Highlighting safety throughout the hiring process can reassure new candidates that you value their well-being as much as their skillset. Include your vaccine and precaution standards in your job ad and reinforce the safety and health options you have available throughout the hiring process. Considering offering remote and hybrid options as well, allowing job seekers with pre-existing health issues or who are unvaccinated the flexibility to work while keep themselves, and everyone else, as safe as possible.
3. Hiring Bias
Your hiring process may be a big part of your hiring problem. Focusing on diversity and inclusivity in the workplace, and in the hiring process, has become a major focus in business. If you’re still using the more traditional methods of screening and hiring, you may be introducing a tone of bias into your hiring process that is putting off candidates and narrowing your talent pool.

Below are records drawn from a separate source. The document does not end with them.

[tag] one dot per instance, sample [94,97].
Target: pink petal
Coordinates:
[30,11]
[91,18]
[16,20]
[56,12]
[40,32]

Start by examining your first introduction to the candidate: your job description. Language in your job description may unintentionally indicate a racial, sexual, gender, or ability bias that discourages candidates from applying. Also, look at the way things are said. Some groups of job seekers will avoid pursuing a job because they don’t meet all the criteria listed. Simply reassuring candidates that even if they don’t meet all the criteria, they should apply can make a big difference.
Considering using screening software as well. This will strip out many details from resumes and focus solely on comparing the candidates’ skills and experience rather than where they live or where they went to school.
4. Attracting the Wrong Candidates
If you’re consistently attracting the wrong candidates, take a look at your job advertisements. Whether you’re posting online or in print, your job ads need to resonate with the kind of top-notch talent you are seeking.
Take the time to refine your job description and ensure it includes the most important requirements as well as hint at some of the other hard and soft skills you find most desirable in a candidate for the role. Consider including some screening questions in the ad as well. For example, if an active driver’s license or other certification is needed, ask if the candidate has one.
5. Candidate Ghosting
“Ghosting” has made its way from the dating world to the job-hunting world. While you can’t completely prevent breaks in contact, open communication can help reduce them. Take the time during the screening and interview stages to learn about the candidate’s motivations and what their deal-breakers are. Discuss salary, benefits, and perks, as well as their work history. Pitch your company’s value and ensure that everyone is on the same page moving forward through the hiring process.
Hiring top-notch talent during a worker shortage is difficult. The first step toward overcoming this challenge is to understand why it’s happening and address those issues. Bu anticipating the concerns that candidates have and ensuring that you showcase what makes your job position ideal for them, you can overcome the problems affecting the talent pool and attract the top talent you need.